This is one of the five “grand palaces” in Seoul. It was originally constructed more than 600 years ago and served as the primary royal residence for 270 years. It was destroyed and rebuilt several times, but has retained its onetime atmosphere, architecture and not least a most wonderful rear garden.
The UNESCO World Heritage List includes more than a thousand properties with outstanding universal value. They are all part of the world’s cultural and natural heritage.
Country: South Korea (Republic of Korea)
Date of Inscription: 1997
UNESCO’s World Heritage Centre’s (short) description of site no. 816:
In the early 15th century, the King Taejong ordered the construction of a new palace at an auspicious site. A Bureau of Palace Construction was set up to create the complex, consisting of a number of official and residential buildings set in a garden that was cleverly adapted to the uneven topography of the 58-ha site. The result is an exceptional example of Far Eastern palace architecture and design, blending harmoniously with the surrounding landscape.
More background information
Source. “Changdeok Palace was built in 1405, the fifth year of Taejong, the third ruler. It was primarily intended to be used as a separate palace in emergencies or when the king wanted to reside outside of the main palace. (…) After the Japanese Invasions of 1592-1598, when all of the palaces in Seoul were burned down, Changdeok Palace became the king’s official main residence and the financially-stricken court of King Gwanghaegun rebuilt it first.
Changdeok Palace, or the “Palace of Illustrious Virtue,” is nestled in a compound of some 480,000 square meters that sprawls around the foot of Mt. Eungbong, sitting in front of Bohyeon Peak with Mt. Bukhan in the distant background. Its numerous halls and pavilions were laid out rather freely to harmonize with the natural contours of the surrounding hilly terrain. The site plan markedly differed from the traditional Chinese-oriented style of palatial construction, which, as exemplified by Gyeongbok Palace, typically had a symmetrical arrangement of major halls and gates along the north-south axis on flat ground. The mountain palace lacked a man-made axis regulating its spatial layout. Instead, it followed native Korean values emphasizing harmony with nature, resulting in an intriguingly flexible ground plan.

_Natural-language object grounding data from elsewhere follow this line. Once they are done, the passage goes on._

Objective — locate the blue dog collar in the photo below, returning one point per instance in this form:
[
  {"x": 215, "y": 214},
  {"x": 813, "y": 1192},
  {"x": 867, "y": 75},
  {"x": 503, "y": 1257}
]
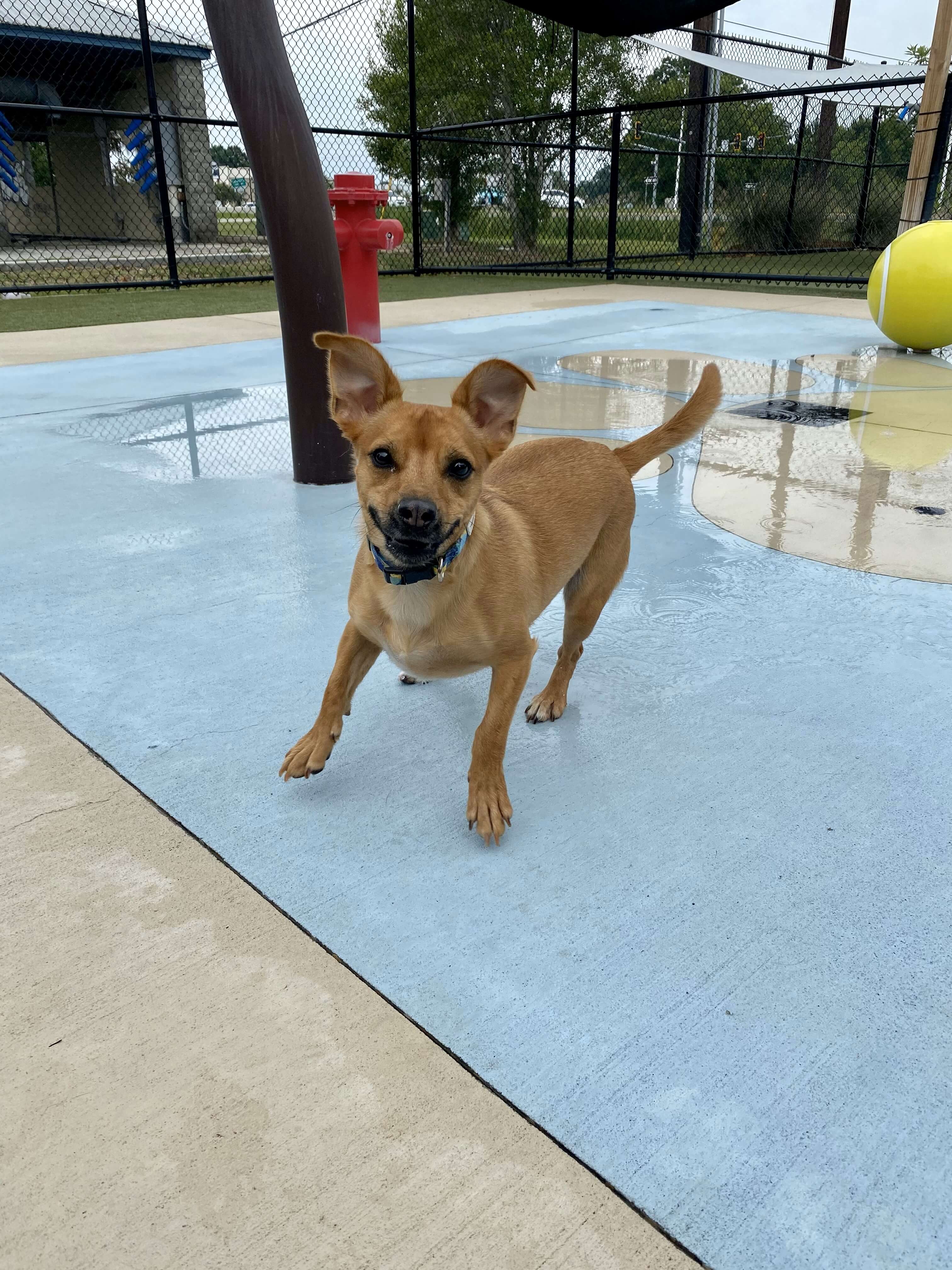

The rear garden of Changdeok Palace epitomizes traditional Korean landscape architecture characterized by the aesthetics of nature. The natural contours of hills and valleys, waterfalls and woods are conserved in their pristine condition by minimizing man-made elements. The rear garden occupies some 300,000 square meters, or 60 percent of the total palace grounds.”
I visited this palace complex in 2019. At the entrance I paid for the extra ticket to the rear “Secret” garden. The palace complex is huge. One is allowed to walk freely through the gates, across the courtyards and to have looks inside the former office buildings and royal residences.
Admission to the Secret garden is restricted to guided tours. There are several tours in English each day. Just make sure to be at the garden entrance at the right time. Be ready for a splendid walk in a hilly and forested area. It is beautiful.